Radiation comparisons
The researchers, also from the Parthenope University of Naples and NIRS-QST in Japan, conducted their experiments at the accelerator in Chiba, Japan. They inoculated mice in both hind legs with osteosarcoma cells, a bone tumour that is generally considered radioresistant. They then treated each mouse with a 10 Gy dose of either carbon ions or X-rays, in combination with two immune checkpoint inhibitors: anti-PD-1 and anti-CTLA-4. Tumours on the animals’ left legs (representing primary tumours) were irradiated, while those on the right legs (abscopal tumours) were kept out of the radiation field.
Tumours that were directly irradiated, with either carbon ions or X-rays, demonstrated reduced growth compared with untreated mice. Tumour growth was better controlled in mice that received irradiation plus immunotherapy than in animals treated with radiotherapy alone, suggesting a synergistic effect likely based on the additional immune response boost by the checkpoint inhibitors.
In mice receiving the combination treatments, growth of the unirradiated abscopal tumours also decreased. This reduced growth was most pronounced when the animals received a combination of carbon ions plus checkpoint inhibitors.
The team also examined the effects of the various treatments on lung metastases, which form spontaneously from the bone tumours in the mice. When combined with immunotherapy, both radiation types essentially suppressed the metastases. As found previously, the combination of carbon ions plus checkpoint inhibitors had the greatest effect, resulting in the least number of metastases.
Carbon-ion irradiation alone also significantly reduced the number of lung metastases compared with the control group, comparable with results in animals that received only checkpoint inhibitors. This was not the case for mice treated with X-rays.
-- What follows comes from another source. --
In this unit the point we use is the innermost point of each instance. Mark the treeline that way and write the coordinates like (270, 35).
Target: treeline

The team concludes that a combination of high-energy carbon-ion radiotherapy and checkpoint inhibitors has the highest potential to control distal metastases in this mouse model and could provide a potential clinical option for treatment of advanced tumours. Corresponding author Marco Durante, director of the department of biophysics at GSI, has previously demonstrated that carbon ions and protons have physical advantages over X-rays that enable drastically improved sparing of healthy tissue during radiotherapy. In fact, charged particles spare circulating immune cells in the blood much more than X-rays, which is necessary for an efficient immune response.
Immunotherapy plus radiotherapy benefits metastatic lung cancer patients
The researchers are now working to discover the mechanisms underlying these immune responses. Understanding these mechanisms should allow them to tailor radiation treatments to increase immune response activation.
“For example, the radiotherapy fractionation scheme has been shown to have a crucial role on the immunogenicity of the induced cell death,” explains Helm. “Hypofractionation, in which higher doses are applied in a shorter time span (than with conventional radiotherapy), has been reported as beneficial – and carbon ions are a perfect match for hypofractionation.”